My journey from one to five-star camping started in 1986. My husband is an ex-scout so he was used to roughing it while camping, whereas I had never camped in my life. We went camping with friends in an old-fashioned canvas tent. We had hardly any equipment apart from the tent and sleeping bags: I wasn’t impressed. The next time we went away with the same friends, we rented an on-site caravan. Which was fine except they had the bedroom and we had the makeshift bed at the other end of the caravan. We couldn’t sleep for the sound of bottles chinking in the cupboard and ornaments falling off the shelves and onto our heads. Lesson learned: never share a caravan with a frisky couple. I give my first camping experiences one star.

In 1988 we left our frisky friends in the UK and emigrated to Australia. This time we went camping with relatives, again we spent the night in a canvas tent. It leaked, and I didn’t sleep a wink. After that we decided to stay away from canvas and my husband rigged up a false floor in our Liteace van. Simple: mattress on top and storage underneath. This, although cramped, was dry and a step up from sleeping on the ground. Two stars.

In 1990 we started to grow our own small humans and the van was not practical for a growing family. So we stopped camping for a few years. Then came the second-hand camper-trailer, very generously given to us by the rellies. We used it with tarps to protect the canvas from rain and give us an undercover area. This was a huge step up, (literally, a ladder was needed as the bed was on top of the trailer). As our children grew up, they graduated to erecting their own small, dome tents outside of the main trailer tent. With three overlapping tarps to cover everything it was an ace set up. Over the years the list of essentials grew, including a bar fridge and a small portable TV. This configuration evolved from three to four star camping. One star deducted for lengthy set-up and pack down times.

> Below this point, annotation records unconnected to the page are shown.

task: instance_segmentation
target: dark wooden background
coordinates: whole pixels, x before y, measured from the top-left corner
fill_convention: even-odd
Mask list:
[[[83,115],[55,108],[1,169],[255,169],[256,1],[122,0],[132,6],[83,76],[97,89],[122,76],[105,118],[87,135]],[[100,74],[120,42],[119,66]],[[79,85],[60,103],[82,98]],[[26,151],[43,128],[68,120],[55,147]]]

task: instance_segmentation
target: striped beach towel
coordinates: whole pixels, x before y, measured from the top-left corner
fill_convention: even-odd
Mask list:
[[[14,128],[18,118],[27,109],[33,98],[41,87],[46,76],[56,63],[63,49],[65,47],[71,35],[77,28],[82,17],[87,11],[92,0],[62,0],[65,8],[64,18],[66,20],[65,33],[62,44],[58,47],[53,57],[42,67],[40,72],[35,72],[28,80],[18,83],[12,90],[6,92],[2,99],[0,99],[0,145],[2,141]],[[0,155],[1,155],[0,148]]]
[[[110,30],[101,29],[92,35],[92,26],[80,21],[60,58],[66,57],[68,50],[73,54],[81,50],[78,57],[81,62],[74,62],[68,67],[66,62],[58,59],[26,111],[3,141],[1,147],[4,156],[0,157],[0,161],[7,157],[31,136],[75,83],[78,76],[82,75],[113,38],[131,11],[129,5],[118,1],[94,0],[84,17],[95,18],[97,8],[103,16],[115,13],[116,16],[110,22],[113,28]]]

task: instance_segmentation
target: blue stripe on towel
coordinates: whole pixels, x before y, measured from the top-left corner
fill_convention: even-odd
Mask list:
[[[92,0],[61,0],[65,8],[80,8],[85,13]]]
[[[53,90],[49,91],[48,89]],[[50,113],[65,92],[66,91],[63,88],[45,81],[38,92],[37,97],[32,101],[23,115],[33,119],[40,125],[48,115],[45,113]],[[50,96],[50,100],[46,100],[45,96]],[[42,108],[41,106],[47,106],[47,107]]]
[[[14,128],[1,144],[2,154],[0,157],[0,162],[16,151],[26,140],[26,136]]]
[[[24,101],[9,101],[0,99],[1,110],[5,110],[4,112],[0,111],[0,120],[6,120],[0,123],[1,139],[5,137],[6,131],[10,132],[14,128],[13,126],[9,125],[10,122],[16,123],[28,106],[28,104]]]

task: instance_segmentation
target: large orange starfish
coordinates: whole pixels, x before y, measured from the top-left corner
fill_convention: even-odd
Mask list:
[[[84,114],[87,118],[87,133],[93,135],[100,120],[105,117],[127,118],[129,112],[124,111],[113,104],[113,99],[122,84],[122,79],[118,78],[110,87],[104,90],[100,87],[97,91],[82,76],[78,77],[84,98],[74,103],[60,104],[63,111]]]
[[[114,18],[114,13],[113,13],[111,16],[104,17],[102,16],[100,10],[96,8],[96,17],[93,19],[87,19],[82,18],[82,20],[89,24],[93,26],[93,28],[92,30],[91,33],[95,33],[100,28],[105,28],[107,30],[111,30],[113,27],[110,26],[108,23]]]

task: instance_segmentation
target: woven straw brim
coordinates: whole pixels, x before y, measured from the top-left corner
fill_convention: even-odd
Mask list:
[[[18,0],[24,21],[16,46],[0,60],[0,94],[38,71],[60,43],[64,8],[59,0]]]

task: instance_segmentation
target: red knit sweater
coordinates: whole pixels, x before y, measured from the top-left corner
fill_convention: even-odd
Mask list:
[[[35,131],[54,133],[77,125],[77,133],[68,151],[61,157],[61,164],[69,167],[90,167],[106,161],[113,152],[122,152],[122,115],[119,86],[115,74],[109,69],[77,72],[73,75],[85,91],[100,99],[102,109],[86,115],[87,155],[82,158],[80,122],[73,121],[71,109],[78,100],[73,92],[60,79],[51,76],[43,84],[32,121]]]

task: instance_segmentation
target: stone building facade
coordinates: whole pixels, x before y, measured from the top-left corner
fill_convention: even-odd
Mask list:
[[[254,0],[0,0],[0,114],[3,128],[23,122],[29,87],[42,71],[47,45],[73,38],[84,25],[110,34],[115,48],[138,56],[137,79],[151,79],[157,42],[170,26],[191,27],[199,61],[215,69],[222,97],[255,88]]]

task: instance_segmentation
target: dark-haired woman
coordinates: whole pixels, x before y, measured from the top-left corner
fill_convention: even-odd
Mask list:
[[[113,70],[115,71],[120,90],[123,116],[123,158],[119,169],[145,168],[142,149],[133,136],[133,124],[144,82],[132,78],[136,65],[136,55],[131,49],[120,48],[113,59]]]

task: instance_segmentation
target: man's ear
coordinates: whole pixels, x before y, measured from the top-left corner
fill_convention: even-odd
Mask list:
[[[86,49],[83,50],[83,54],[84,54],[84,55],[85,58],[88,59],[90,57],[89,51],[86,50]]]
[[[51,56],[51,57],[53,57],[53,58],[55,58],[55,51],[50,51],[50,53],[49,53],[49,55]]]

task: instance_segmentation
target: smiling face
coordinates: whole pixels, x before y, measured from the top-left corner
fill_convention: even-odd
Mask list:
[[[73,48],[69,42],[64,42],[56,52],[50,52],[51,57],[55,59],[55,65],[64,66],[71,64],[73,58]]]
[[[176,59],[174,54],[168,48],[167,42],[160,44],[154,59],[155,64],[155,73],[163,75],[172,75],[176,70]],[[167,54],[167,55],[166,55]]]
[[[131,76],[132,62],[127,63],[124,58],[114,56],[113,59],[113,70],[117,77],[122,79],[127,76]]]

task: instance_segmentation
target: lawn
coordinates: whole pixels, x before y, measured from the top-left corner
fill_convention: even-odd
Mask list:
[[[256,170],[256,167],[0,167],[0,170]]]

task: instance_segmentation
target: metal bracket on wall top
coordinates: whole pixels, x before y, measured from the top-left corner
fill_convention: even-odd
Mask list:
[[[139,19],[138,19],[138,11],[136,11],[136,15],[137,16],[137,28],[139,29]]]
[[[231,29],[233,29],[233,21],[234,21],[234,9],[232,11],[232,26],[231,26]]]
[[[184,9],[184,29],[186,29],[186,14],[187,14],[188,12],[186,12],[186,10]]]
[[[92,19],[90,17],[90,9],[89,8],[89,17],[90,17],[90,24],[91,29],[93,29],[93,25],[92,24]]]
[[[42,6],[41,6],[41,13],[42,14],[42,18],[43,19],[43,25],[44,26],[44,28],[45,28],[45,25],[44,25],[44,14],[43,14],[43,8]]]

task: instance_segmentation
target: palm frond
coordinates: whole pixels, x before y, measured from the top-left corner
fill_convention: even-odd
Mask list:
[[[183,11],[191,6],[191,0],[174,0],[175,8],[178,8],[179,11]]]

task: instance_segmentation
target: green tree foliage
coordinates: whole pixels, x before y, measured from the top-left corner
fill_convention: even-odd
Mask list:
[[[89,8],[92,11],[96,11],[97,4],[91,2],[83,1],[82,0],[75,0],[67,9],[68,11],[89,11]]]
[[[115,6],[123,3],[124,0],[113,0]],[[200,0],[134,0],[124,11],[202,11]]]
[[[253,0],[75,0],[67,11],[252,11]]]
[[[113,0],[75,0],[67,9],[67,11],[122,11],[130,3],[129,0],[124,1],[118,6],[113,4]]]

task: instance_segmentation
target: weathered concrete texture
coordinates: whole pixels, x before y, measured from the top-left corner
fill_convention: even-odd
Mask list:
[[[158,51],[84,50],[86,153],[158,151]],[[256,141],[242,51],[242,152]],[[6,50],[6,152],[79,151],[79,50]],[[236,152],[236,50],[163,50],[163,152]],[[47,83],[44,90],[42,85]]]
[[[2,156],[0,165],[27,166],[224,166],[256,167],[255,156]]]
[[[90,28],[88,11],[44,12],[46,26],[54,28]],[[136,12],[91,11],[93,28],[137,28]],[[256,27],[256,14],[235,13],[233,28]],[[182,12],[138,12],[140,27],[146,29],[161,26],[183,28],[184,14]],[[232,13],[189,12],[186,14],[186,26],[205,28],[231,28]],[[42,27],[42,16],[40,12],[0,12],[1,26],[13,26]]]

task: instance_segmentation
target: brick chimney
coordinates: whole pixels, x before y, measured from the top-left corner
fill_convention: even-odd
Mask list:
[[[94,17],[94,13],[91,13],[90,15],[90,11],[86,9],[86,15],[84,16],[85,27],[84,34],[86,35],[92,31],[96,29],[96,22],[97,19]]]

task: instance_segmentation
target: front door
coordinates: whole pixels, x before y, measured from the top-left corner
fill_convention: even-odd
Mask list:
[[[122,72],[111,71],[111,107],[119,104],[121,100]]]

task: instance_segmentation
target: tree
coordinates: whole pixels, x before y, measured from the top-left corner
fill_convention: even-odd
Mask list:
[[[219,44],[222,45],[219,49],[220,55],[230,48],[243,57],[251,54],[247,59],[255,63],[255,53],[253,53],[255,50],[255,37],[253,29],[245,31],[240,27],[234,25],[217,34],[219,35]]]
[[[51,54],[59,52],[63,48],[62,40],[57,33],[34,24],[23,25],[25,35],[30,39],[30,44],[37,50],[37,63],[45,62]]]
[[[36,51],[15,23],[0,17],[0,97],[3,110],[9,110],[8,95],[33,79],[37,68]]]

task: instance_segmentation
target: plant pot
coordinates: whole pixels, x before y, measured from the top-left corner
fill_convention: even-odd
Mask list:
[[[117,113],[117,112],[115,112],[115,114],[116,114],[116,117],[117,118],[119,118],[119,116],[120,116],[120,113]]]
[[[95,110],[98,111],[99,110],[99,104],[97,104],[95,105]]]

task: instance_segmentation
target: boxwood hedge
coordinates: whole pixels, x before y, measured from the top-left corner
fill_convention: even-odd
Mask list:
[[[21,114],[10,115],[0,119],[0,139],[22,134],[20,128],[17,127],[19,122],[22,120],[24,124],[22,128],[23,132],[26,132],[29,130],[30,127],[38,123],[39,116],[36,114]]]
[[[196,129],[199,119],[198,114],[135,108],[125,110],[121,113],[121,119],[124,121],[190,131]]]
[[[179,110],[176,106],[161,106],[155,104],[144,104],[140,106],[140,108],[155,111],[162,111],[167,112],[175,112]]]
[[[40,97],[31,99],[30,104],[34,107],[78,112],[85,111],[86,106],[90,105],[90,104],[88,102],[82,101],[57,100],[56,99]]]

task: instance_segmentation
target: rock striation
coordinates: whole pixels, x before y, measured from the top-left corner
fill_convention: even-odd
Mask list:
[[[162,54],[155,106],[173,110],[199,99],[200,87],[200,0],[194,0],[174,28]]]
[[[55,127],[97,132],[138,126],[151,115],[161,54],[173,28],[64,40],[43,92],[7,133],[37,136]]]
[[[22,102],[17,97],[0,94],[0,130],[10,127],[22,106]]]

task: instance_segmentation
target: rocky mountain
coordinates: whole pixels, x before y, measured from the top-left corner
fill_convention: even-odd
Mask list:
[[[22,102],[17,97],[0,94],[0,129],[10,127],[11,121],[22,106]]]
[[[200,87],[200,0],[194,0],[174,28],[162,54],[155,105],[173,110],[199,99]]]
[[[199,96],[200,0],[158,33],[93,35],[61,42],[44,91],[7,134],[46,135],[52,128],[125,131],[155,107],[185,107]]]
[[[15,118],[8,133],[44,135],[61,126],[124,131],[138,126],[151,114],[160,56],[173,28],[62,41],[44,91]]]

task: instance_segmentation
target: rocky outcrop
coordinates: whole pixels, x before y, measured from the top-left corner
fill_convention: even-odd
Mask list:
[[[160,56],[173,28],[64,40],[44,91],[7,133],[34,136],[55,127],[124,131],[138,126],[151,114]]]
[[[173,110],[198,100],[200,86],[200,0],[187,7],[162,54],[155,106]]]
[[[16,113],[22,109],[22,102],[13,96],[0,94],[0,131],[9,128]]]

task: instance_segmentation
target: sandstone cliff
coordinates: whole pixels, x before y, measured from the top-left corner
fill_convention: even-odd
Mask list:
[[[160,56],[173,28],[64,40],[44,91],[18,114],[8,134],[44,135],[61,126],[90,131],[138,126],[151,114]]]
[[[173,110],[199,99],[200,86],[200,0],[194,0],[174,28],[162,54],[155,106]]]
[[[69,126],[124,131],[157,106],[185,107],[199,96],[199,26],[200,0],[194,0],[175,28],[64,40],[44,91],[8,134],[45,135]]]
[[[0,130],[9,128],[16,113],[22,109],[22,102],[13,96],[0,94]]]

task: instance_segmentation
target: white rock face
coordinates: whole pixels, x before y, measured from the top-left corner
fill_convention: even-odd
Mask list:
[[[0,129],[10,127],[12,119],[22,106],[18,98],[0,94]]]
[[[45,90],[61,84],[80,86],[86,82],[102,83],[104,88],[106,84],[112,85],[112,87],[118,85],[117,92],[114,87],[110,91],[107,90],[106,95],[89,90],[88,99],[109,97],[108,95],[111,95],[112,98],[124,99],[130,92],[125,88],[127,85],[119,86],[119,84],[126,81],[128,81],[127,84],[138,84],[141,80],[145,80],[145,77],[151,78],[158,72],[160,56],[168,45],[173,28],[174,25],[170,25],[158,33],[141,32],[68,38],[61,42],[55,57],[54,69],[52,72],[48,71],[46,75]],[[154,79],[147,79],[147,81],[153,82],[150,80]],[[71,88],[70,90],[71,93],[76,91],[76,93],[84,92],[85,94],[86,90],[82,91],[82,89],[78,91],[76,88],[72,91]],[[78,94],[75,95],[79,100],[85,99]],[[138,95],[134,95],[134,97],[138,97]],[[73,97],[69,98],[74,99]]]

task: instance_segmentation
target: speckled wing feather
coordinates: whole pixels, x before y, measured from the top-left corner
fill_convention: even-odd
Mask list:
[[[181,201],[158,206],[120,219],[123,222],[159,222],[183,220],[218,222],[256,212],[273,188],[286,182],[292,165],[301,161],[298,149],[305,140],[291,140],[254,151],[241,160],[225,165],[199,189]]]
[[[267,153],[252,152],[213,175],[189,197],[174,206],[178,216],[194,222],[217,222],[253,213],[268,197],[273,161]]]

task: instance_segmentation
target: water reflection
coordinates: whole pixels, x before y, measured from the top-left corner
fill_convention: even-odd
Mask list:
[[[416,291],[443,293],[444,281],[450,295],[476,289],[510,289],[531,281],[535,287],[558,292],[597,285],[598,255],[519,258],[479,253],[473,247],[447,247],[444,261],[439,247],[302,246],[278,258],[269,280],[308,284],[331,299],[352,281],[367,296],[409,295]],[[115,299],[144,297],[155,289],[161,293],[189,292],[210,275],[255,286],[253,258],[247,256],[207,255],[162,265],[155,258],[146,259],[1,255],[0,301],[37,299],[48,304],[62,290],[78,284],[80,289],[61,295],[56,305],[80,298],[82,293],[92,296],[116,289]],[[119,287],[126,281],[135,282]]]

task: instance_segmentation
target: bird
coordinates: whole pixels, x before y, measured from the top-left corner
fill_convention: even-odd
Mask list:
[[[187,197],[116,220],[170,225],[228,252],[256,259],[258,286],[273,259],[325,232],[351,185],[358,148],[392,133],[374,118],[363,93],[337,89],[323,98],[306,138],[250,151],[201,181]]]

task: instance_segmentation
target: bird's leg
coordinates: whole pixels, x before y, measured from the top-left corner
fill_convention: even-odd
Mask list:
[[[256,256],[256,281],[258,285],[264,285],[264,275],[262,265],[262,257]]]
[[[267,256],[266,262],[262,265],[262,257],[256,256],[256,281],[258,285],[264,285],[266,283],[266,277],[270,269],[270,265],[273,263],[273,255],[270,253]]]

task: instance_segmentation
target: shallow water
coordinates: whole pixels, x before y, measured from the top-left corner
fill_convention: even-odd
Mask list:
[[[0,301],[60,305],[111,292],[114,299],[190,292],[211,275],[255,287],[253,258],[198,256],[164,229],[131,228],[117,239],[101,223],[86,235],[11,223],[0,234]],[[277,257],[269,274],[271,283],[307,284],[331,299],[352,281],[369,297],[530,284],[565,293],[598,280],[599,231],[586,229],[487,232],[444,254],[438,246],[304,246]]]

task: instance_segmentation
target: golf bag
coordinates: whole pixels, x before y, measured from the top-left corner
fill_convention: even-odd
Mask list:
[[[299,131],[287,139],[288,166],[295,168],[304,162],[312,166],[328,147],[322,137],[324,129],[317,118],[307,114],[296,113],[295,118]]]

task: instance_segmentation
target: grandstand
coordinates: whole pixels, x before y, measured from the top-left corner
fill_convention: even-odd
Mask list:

Later on, during the ‘naughties’ our teenage children no longer thought it was cool to camp, and wanted to do their own thing. My husband had a brief dalliance with the idea of renovating a decrepit old caravan, the hideous thing sat in our garden with its insides gutted for a couple of years before we gave it away.

As our children became adults, we decided to go camping as a couple. The trailer tent seemed too big, and putting up tarps too tiresome for quick weekend getaways. Our budget put buying a motor home out of the picture, so we decided to go smaller, my very clever husband built a Teardrop Camper. We now tow it behind our trike or my small car and pop an Event 14 canopy over the top for an undercover area if it’s needed. It only takes about 15 minutes to put up the canopy. Advances in Technology have given us a plug-in that can turn our laptop into a TV, and a stick that gives us mobile Internet. ‘Roughing it’ now means taking an Esky instead of a fridge. Delicate flower that I am, this set up makes me a happy camper. I give it five stars.

Easter at Tawonga 2011. We had a 'lean-to garage' added on to the dome to protect DACAT from the rain.

Whether you want a few weekends away outback with your 4WD, or you plan to cycle around Australia with a swag, there’s something out there to suit your needs. The more you do it, the better you’ll get at it. It took me 25 years to get to five-star camping but if you want to rough it by bathing in rivers, and digging your own toilet, then that’s fine. If you can’t survive without your hair straightener, that’s fine too. Personally I think it makes no difference whether your hair is straight or frizzy when marveling at the milky way on your way back from the toilet block. In camping there is room for everyone: except Winnebagos and converted coaches. And I mean that literally. Often they have to book ahead as most sites are too small. The only thing funnier than watching someone trying to back a huge vehicle into an awkwardly small site, is watching someone put up a tent for the first time. I highly recommend having a practice run in your garden first. Make it the front garden if you like to entertain your neighbours.